According to the Office for National Statistics, there were 5,940 people claiming Jobseeker's Allowance or Universal Credit last month – another significant rise on the revised figures for October of 5,855.

It is the second month the county has seen a sizeable rise, with 120 more claims made back in November compared to the previous month and means that two per cent of the population is recorded as unemployed.

South Lakeland saw the biggest hike, with 45 more claims made, although the total of 370 represents just 0.6 per cent of the district’s population.

Carlisle again was hit hard, with 30 more claims made compared to the previous month, representing 1.9 per cent of the population.

A total of 1,235 are now unemployed in the district, which has seen a 100 increase in claims in the past two months.

Allerdale also saw an increase of 15, taking the total to 1,720 (three per cent) while Eden saw a rise of just five, taking the total to 325 (one per cent).

The figures for Copeland remained the same at 1,325 (3.2 per cent) while Barrow saw a drop of 10, with a total of 965 (2.3 per cent).

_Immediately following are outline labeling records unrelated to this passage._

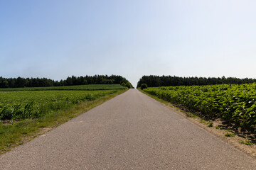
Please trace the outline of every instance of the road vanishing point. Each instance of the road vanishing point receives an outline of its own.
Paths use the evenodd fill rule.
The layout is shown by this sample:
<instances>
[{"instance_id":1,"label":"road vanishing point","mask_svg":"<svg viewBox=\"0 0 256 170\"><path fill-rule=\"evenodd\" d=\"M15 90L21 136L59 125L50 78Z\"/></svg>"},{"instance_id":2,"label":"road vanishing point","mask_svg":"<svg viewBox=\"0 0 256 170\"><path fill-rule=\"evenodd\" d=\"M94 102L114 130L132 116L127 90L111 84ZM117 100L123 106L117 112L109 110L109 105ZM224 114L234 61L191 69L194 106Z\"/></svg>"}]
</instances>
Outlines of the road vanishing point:
<instances>
[{"instance_id":1,"label":"road vanishing point","mask_svg":"<svg viewBox=\"0 0 256 170\"><path fill-rule=\"evenodd\" d=\"M256 169L256 162L130 89L1 155L0 169Z\"/></svg>"}]
</instances>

The continued rise is partly down to the shift to Universal Credit, which meant that some people would be recorded in the figures despite being in some form of work.

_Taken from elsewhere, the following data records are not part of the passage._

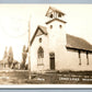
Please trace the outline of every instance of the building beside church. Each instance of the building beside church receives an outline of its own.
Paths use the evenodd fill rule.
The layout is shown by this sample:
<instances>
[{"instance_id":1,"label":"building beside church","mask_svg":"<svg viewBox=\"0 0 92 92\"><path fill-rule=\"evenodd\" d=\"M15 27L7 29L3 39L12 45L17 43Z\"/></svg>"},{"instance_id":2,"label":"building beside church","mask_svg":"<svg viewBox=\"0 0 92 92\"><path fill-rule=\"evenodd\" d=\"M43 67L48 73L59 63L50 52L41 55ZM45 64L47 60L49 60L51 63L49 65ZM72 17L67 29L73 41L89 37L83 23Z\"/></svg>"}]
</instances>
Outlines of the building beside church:
<instances>
[{"instance_id":1,"label":"building beside church","mask_svg":"<svg viewBox=\"0 0 92 92\"><path fill-rule=\"evenodd\" d=\"M38 25L31 39L31 70L92 70L92 45L66 34L64 12L49 7L46 26Z\"/></svg>"}]
</instances>

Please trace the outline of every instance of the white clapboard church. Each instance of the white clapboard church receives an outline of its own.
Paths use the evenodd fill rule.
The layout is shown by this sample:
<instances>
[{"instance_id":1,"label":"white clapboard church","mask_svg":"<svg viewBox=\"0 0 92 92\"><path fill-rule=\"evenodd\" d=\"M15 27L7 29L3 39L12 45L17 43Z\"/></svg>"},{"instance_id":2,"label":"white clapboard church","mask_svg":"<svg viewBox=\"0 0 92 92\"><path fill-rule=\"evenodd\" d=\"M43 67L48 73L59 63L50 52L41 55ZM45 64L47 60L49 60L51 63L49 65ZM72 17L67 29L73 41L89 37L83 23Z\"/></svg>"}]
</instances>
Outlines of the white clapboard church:
<instances>
[{"instance_id":1,"label":"white clapboard church","mask_svg":"<svg viewBox=\"0 0 92 92\"><path fill-rule=\"evenodd\" d=\"M49 7L46 26L38 25L31 39L31 70L92 70L92 45L66 34L65 13Z\"/></svg>"}]
</instances>

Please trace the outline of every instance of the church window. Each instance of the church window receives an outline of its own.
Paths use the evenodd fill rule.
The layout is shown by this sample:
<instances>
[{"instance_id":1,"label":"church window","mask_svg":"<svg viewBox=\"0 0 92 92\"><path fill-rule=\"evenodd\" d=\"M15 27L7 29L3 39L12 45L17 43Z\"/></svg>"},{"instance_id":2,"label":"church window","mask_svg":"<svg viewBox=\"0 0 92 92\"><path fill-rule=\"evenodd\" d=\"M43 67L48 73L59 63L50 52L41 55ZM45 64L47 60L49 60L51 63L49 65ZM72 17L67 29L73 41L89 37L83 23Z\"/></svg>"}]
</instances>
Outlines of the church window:
<instances>
[{"instance_id":1,"label":"church window","mask_svg":"<svg viewBox=\"0 0 92 92\"><path fill-rule=\"evenodd\" d=\"M59 27L61 28L61 27L62 27L62 25L59 25Z\"/></svg>"},{"instance_id":2,"label":"church window","mask_svg":"<svg viewBox=\"0 0 92 92\"><path fill-rule=\"evenodd\" d=\"M53 25L50 25L50 28L53 28Z\"/></svg>"},{"instance_id":3,"label":"church window","mask_svg":"<svg viewBox=\"0 0 92 92\"><path fill-rule=\"evenodd\" d=\"M43 65L44 49L42 47L37 50L37 64Z\"/></svg>"},{"instance_id":4,"label":"church window","mask_svg":"<svg viewBox=\"0 0 92 92\"><path fill-rule=\"evenodd\" d=\"M89 53L87 51L87 65L89 65Z\"/></svg>"},{"instance_id":5,"label":"church window","mask_svg":"<svg viewBox=\"0 0 92 92\"><path fill-rule=\"evenodd\" d=\"M81 51L79 50L79 65L81 66Z\"/></svg>"},{"instance_id":6,"label":"church window","mask_svg":"<svg viewBox=\"0 0 92 92\"><path fill-rule=\"evenodd\" d=\"M42 43L42 38L39 38L39 43Z\"/></svg>"}]
</instances>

The controversial Universal Credit system has now been rolled out across all of Cumbria’s Jobcentre Plus offices.

However, while some are now fully on Universal Credit, others are still claiming “legacy” benefits, which include Jobseekers Allowance along with working tax and child tax credits.

Unemployment in the North West stands at four per cent, with just over 75 per cent of the population in some form of work, according to the ONS.

Nationally, there were an estimated 1.37 million unemployed people recorded between September and November and an estimated 32.53m people in work for the same period, representing an estimated 75.8 per cent of the population – the highest since comparable estimates began in 1971.

The ONS’ head of labour market David Freeman said: “The share of the workforce looking for work and unable to find it remains at its lowest for over 40 years, helped by a record number of job vacancies.

“Wage growth continues to outpace inflation, which fell back slightly in the latest month.”

In response, Jon Boys, labour market economist at the CIPD, said while the UK labour market remained “robust” the figures for September to November were “halcyon days” when Government guidance was that a no deal Brexit was unlikely.

He added: “The figures can be seen as good news for employees as the tight labour market is feeding into real pay growth.

"With inflation forecast to be lower than previously expected pay growth is likely to continue into 2019.

“In the absence of productivity growth to fund it, paying staff more is a strategy that can’t be used indefinitely.

"Businesses should consider retention and training of their current workforce to raise productivity and fill skills gaps.”